MMOCR Installation and Training on Custom Datasets

What is OCR?

According to Wikipedia, Optical Character Recognition (OCR) is the electronic or mechanical conversion of images of typed, handwritten, or printed text into machine-encoded text.

Why MMOCR?

PyTorch-based: It leverages the strengths of the PyTorch ecosystem.
Maintained by OpenMMLab: Backed by SenseTime, ensuring long-term support and updates.
Clean Architecture: Follows a consistent structure similar to MMDetection.
Deployment Ready: Includes experimental deployment code for C++ environments.

Installation

The MMOCR documentation provides comprehensive installation instructions. Below is the setup process I followed.

First, create an isolated virtual environment:

conda create -n open-mmlab python=3.8
conda activate open-mmlab

Install PyTorch 1.10 with CUDA 10.2:

conda install pytorch=1.10.0 torchvision cudatoolkit=10.2 -c pytorch

Install mmcv and mmdet:

pip install mmcv-full -f https://download.openmmlab.com/mmcv/dist/cu102/torch1.10.0/index.html
pip install mmdet

Clone the MMOCR repository and build it:

git clone https://github.com/open-mmlab/mmocr.git
cd mmocr
pip install -r requirements.txt
pip install -v -e . # or "python setup.py develop"

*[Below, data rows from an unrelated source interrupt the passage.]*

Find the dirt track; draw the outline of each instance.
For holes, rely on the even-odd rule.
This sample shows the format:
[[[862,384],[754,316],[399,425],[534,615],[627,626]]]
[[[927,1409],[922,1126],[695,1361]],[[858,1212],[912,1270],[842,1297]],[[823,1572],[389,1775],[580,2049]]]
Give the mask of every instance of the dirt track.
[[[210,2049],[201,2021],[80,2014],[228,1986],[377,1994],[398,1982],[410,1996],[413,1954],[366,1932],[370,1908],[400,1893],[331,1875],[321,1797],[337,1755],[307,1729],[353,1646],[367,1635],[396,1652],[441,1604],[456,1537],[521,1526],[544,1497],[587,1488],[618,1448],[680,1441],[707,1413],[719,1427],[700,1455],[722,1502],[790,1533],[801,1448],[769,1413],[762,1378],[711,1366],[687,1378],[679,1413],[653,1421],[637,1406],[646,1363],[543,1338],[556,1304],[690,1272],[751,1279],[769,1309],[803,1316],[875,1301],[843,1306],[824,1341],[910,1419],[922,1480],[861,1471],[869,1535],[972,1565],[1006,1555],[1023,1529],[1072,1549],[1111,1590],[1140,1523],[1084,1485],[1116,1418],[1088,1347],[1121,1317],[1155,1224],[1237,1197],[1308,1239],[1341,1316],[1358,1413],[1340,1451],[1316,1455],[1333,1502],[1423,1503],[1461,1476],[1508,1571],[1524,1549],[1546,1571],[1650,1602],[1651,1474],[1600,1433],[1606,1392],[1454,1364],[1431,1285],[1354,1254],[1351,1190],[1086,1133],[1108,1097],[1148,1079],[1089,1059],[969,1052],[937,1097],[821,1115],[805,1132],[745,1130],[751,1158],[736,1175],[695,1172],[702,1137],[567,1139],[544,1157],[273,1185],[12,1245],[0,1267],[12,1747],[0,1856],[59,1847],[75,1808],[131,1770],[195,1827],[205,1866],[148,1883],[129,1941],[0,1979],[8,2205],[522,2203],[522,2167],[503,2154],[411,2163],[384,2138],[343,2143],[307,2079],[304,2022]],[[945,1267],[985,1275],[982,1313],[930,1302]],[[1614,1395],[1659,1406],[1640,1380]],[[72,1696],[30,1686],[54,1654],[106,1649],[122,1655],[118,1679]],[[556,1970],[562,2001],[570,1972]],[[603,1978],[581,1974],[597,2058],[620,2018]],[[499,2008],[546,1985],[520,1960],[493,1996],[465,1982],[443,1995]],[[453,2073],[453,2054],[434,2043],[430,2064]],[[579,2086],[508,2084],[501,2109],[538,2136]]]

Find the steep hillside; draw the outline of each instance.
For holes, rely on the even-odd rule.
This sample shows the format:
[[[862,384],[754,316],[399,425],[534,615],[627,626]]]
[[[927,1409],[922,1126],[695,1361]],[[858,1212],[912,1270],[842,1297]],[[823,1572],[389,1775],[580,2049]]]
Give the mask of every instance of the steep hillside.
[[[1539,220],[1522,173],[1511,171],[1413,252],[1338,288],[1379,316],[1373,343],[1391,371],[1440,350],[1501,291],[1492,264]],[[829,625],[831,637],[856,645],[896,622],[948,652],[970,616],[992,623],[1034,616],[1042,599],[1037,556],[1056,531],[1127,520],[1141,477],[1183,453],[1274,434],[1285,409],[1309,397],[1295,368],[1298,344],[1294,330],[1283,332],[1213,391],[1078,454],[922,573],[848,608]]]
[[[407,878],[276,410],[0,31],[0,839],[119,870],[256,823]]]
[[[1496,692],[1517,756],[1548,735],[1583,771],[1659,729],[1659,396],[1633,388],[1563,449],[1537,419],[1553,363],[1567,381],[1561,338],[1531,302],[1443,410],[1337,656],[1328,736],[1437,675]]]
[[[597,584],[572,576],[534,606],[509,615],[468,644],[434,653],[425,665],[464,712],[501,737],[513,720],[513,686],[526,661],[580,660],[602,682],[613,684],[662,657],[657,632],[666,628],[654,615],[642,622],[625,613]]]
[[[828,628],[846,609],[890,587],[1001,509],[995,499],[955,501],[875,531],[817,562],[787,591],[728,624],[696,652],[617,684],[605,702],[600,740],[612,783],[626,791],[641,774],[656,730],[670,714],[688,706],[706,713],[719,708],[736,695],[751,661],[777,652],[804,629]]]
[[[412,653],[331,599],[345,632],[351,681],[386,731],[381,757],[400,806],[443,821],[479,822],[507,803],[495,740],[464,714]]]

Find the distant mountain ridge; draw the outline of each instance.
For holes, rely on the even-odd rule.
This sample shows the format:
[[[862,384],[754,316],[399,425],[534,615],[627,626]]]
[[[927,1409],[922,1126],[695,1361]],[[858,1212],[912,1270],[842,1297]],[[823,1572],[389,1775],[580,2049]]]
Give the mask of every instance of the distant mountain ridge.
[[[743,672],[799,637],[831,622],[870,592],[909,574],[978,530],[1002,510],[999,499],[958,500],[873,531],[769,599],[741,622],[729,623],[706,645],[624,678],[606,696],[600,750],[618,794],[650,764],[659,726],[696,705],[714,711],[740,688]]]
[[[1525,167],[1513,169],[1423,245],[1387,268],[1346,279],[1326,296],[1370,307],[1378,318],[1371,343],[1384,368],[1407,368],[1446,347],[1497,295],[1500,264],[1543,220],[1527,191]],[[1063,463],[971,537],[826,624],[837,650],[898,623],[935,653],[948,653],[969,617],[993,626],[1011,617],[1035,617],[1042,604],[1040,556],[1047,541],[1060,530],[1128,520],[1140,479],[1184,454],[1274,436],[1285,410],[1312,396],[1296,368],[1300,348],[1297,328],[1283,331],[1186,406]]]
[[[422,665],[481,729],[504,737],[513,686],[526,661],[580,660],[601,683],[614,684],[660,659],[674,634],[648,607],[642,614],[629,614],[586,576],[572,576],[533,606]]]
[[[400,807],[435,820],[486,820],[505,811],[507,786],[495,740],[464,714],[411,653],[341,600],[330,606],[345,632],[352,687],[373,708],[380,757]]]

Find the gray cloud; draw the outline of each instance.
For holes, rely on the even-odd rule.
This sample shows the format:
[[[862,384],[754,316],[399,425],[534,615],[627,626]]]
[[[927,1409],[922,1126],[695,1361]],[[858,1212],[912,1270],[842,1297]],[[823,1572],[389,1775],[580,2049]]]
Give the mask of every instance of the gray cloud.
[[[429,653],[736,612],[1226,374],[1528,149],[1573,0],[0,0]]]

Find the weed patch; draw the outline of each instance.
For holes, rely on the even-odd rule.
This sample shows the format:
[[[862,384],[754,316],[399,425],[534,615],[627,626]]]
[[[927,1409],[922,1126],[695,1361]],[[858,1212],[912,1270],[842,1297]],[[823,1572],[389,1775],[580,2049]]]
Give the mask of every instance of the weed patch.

Note: The official docs suggest adding the repo path to your PYTHONPATH. I typically work within the repo directory, so this step is optional unless you need to import MMOCR from external projects.

Simple Test

Run the following command to test the installation; it will automatically download weight files and perform end-to-end detection and recognition:

python mmocr/utils/ocr.py demo/demo_text_ocr.jpg --print-result --imshow

To run text detection only, you can specify the det option (e.g., using the TextSnake algorithm):

python mmocr/utils/ocr.py demo/demo_text_det.jpg --output demo/det_out.jpg --det TextSnake --recog None --export demo/

Training with Custom Data

Since my training data was in PASCAL VOC format and MMOCR typically requires COCO format, I had to perform a conversion.

1. Generate ID Lists

Create a gen_ids.py script to split your data into training and testing IDs:

import os
import argparse

def parse_args():
    parser = argparse.ArgumentParser(description='generate id list file.')
    parser.add_argument('--path', type=str, default=None, help='path to annotation files dir.')
    return parser.parse_args()

def generate_ids(anno_path):
    with open("./train_ids.txt", 'w') as ftrain, open("./test_ids.txt", 'w') as ftest:
        cntr=0
        for path, folders, files in os.walk(anno_path):
            for file_name in files:
                if cntr % 10 == 0:
                    ftest.write(file_name.split('.')[0] + '\n')
                else:
                    ftrain.write(file_name.split('.')[0] + '\n')
                cntr += 1
                
def main():
    args = parse_args()
    generate_ids(args.path)
    
if __name__ == '__main__':
    main()

Run it with: python gen_ids.py --path ./Annotations/

2. Format Conversion

Use a voc2coco.py script to convert your XML files to COCO JSON. Ensure you have a coco.names file containing a single line: text.

Execute the conversion:

python voc2coco.py --ann_dir ./Annotations/ --ann_ids ./train_ids.txt --labels ./coco.names --output ./annotations/instances_training.json --ext xml
python voc2coco.py --ann_dir ./Annotations/ --ann_ids ./test_ids.txt --labels ./coco.names --output ./annotations/instances_test.json --ext xml

3. Training

Create a new dataset config at configs/_base_/det_datasets/new_dataset.py, adapting it from icdar2015.py.
Create a model config at configs/textdet/dbnet/dbnet_r50dcnv2_fpnc_1200e_new_dataset.py and update the dataset reference.
Train using multiple GPUs:

./tools/dist_train.sh configs/textdet/dbnet/dbnet_r50dcnv2_fpnc_1200e_new_dataset.py work_dirs/dbnet_r50dcnv2_fpnc_1200e_new_dataset 8

Conclusion

MMOCR is highly stable and easy to configure, with automatic logging. While the deployment code is experimental, it is functional; I have successfully converted models to ONNX and integrated them into C++ applications.